Once on the top we slowly circled around making the most of the 360° views. St Michael’s Mount and Mount’s Bay to the south, Hayle to the north, Wheal Alice below and the farmland between the hill and the sea. We struggled to try and identify where the A30 runs in all of this greenery as the road and the houses along the route seem to completely disappear.
Leaving by the west gate we found ourselves in a wonderful little dell carpeted with violet-blue flowers. The air was heavy with the delicate perfume and the light was now changing into the golden hour pre-sunset, both redder and softer. The complete silence that we had been experiencing until now was replaced by the conversation between a pair of crows on the rocks and the songbirds in the trees doing the reverse of the dawn chorus.
The trees and the fields seemed greener and the bluebells more purple as we wound our way northwards along the track strewn with granite boulders and rocks and edged with bluebells, being careful not to tread on any bulbs.
As the sun slowly slid behind Trink Hill we made our way home wondering how on earth so many bluebells had made their home on the hill, but very grateful that they had.
Oh so beauitiful! Thanks for sharing this delight for the eyes. 🙂
A pleasure Pit.
What a lovely carpet of Bluebells! Love the rocks too and the glimpse of St Michael ‘s Mount.
The views from the hill are always rewarding. Except on a foggy day 😉
Lovely. Our bluebells were early this year
They were early here too, but still going strong.
Are the pinkish “bluebells” a Spanish variety? I had such fun searching out bluebell clumps while down your way and Devon. Lovely!
You do sometimes get white native bluebells, but blue, violet, pink or white flowers are the Spanish kind. They are pretty, but not scented.
That’s breathtaking,Jude: not only the bluebells, but also the glorious views. You are fortunate indeed to live in such a beautiful part of the world.
Although we don’t have a sea view or even a glimpse from the house, we do have lovely views of the hills around us.
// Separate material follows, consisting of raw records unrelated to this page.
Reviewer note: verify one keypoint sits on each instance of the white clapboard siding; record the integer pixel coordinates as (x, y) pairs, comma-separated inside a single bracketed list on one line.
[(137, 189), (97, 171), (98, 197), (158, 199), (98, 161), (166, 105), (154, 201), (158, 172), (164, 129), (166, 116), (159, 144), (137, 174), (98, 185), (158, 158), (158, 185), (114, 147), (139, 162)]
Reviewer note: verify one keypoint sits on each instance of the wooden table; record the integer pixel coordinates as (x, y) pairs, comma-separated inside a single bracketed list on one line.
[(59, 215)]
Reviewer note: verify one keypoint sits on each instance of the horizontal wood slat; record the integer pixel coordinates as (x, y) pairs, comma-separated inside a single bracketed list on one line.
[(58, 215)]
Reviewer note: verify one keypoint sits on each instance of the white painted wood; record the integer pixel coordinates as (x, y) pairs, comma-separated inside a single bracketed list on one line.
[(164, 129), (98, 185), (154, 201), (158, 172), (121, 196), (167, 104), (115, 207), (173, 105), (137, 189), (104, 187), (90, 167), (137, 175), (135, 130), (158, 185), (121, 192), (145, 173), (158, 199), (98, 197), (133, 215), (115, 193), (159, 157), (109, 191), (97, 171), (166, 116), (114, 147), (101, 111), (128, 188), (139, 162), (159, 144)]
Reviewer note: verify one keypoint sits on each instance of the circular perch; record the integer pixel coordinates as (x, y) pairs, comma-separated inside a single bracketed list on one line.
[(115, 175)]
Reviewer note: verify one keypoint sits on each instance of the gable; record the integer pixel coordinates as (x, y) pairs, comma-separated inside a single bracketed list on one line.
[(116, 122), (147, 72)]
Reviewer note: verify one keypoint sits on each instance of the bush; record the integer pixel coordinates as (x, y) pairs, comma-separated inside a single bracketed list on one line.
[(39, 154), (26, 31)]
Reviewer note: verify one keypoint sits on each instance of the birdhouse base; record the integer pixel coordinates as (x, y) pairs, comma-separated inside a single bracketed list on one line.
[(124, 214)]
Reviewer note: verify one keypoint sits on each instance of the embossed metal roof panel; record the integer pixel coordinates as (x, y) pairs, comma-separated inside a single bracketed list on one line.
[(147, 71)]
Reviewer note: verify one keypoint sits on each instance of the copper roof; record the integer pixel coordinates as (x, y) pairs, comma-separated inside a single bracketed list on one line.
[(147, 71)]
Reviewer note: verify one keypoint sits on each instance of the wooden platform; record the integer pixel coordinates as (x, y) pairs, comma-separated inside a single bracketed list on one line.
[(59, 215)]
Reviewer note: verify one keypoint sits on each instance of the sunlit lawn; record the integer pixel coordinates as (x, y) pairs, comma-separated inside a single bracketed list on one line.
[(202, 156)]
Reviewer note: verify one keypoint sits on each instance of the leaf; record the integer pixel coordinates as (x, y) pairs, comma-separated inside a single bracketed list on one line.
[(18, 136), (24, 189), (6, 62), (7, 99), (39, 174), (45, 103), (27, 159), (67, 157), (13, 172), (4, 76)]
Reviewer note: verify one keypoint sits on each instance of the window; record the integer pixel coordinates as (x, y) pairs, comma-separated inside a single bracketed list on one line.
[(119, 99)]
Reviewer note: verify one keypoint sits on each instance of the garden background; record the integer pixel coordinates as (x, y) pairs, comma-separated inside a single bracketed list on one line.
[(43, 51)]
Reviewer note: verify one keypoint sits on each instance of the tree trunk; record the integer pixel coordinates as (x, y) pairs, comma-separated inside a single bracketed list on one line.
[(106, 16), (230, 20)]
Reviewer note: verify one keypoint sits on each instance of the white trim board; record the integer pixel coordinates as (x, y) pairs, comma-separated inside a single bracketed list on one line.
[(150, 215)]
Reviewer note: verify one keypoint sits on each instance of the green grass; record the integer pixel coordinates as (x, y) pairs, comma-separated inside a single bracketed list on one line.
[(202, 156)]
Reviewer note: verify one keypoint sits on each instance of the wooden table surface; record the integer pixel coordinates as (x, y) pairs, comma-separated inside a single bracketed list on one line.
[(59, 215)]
A two minute stroll up the lane gives us the sea view and I always appreciate it, even if living here has its issues, like no public transport or shops close by.
So pretty. I’ve only seen drifts of bluebells once, at Leura in the Blue Mountains. They’re a special sight.
I wonder if they were the Spanish kind?
I have no idea. They were quite beautiful.
Thank you for these…soothing and enlivening, both
They are a wonderful sight at this time of year. May is such a floriferous month – my favourite!
It’s lovely to see bluebells out in the open, with a coastal feeling. They are often in woods or on the edge of them around here. It’s like hearing Split Enz singing a Beatles song.